Pada malam itu hanya kami bertiga yang melewati medan menuju Puncak Limas.
Melewati tepian jurang di pandu head lamp yang sinarnya kuat
menerobos kabut malam. Jalur ini begitu melelahkan, beberapa kali kami harus
beristirahat untuk mengatur nafas yang cepat tersengal. Tiga jam berjuang
menaklukkan rasa takut dan rasa lelah kami tiba di Puncak Limas Gunung wilis (
2.300 Mdpl ). Sebelum tiba di puncak jalur sepanjang 500 Meter benar-benar
menguras tenaga, jalur menanjak dan di sepanjang jalur pendakian rintangan
pohon tumbang betebaran. Patok Beton dengan plakat dan tempelan stiker kokoh
berdiri di puncak Gunung Wilis. Tertulis “ Sugeng
Rawuh, Puncak Limas 2300 MDpl Mahapala Nganjuk, Masyarakat pecinta alam “.

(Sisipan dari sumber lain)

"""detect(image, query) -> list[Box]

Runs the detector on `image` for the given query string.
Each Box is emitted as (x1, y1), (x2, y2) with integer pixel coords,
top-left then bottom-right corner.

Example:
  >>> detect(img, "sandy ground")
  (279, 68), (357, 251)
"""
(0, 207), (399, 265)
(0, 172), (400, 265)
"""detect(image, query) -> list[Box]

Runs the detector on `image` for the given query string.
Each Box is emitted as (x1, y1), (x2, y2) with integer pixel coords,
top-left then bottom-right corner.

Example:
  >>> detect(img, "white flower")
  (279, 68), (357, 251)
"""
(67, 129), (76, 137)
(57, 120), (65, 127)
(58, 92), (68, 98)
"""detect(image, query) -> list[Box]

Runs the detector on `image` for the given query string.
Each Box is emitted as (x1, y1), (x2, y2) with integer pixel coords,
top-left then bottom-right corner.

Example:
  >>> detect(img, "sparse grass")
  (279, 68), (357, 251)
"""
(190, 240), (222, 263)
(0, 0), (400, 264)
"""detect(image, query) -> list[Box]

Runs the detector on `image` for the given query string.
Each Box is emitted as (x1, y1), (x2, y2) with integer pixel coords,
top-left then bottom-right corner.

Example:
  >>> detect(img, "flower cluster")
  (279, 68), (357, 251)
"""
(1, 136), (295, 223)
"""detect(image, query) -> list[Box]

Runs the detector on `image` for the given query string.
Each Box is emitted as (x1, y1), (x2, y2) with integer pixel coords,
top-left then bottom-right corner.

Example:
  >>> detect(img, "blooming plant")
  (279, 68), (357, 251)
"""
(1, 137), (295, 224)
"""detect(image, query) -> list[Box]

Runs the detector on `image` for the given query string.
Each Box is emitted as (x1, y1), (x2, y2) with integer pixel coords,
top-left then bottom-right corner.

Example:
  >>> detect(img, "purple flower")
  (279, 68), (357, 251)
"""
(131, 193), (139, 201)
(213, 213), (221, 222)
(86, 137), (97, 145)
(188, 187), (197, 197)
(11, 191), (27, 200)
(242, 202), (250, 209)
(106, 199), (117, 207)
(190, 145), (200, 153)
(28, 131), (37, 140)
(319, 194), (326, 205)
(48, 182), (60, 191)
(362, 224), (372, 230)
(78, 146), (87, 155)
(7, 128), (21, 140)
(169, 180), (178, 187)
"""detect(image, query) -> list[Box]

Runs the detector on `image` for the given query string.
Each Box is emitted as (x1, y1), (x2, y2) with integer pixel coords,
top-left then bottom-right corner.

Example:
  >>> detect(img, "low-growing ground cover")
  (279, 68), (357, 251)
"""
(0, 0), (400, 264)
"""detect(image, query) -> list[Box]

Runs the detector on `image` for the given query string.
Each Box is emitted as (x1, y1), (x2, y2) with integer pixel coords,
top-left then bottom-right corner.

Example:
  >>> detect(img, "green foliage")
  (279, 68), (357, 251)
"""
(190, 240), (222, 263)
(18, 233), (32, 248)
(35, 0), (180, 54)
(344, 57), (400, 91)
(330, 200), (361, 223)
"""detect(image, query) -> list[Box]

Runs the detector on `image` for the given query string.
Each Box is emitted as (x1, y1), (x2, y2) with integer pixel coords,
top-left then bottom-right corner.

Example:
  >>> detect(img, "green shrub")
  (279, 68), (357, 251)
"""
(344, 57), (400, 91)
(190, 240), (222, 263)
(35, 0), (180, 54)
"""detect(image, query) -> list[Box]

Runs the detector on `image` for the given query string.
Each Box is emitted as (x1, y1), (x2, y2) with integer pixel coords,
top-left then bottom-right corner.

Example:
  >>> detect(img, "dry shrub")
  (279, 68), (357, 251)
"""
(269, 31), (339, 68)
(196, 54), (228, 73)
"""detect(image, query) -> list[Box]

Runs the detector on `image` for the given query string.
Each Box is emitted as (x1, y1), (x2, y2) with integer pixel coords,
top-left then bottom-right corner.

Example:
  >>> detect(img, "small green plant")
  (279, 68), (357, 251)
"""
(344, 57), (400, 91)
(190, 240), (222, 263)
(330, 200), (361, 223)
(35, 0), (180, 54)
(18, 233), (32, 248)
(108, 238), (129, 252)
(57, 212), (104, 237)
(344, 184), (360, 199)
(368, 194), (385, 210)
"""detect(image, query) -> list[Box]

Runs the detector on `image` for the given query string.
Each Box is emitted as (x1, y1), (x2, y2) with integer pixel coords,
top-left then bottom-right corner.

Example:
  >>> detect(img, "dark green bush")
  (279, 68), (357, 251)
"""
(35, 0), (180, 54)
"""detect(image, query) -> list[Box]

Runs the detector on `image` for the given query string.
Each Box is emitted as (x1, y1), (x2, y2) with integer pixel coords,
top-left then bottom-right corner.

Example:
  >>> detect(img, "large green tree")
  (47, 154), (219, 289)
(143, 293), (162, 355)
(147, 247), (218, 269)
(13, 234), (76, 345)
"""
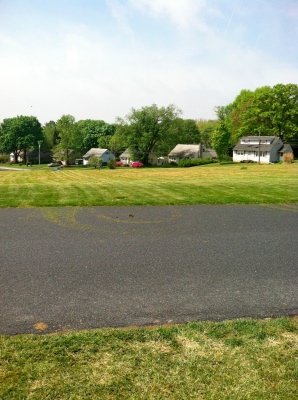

Ritual puncak gunung ketika menjelang pagi adalah adalah bersujud syukur dan
menenggelamkan diri menghadap ke barat. Ruku dan bersujud diatas bebatuan dalam
sholat shubuh yang dingin, sunyi dan ekstrem. Mensyukuri apa yang Sang Kuasa
berikan tentang kekuatan untuk berjalan, ketabahan menghadapi tantangan dan Kesabaran menjalani tujuan. Sinar jingga
di ufuk timur menerobos di sela-sela deretan Gunung Anjasmoro, Arjuno,
Welirang, Kelud, Kawi dan jauh di sebelah timur puncak Mahameru seakan melayang
di atas awan. Cuaca cerah sehingga proses indah matahari
terbit berjalan sesuai harapan. Moment sunrise yang selalu di nanti bagi semua
pendaki gunung.
Perbekalan makanan yang kami
bawa dari pos Sekartaji sampai puncak Limas ludes tak tersisa. Kami bertiga makan
dengan lahap karena lapar yang
mengelepar. Jam menunjukkan Pukul 07.00 WIB. Kami segera bergegas turun untuk
menghindari sinar matahari yang cepat terik. Perjalanan turun tidaklah mudah,
rasa takut dan cemas melihat jurang-jurang yang dalam dan angin yang semakin
kuat menghempas. Menempuh waktu dari separo perjalanan naik kami sudah tiba di Pos sekartaji. Kami minum
dengan sepuasnya air jernih dari Sumur Buntet untuk menyudahi rasa haus.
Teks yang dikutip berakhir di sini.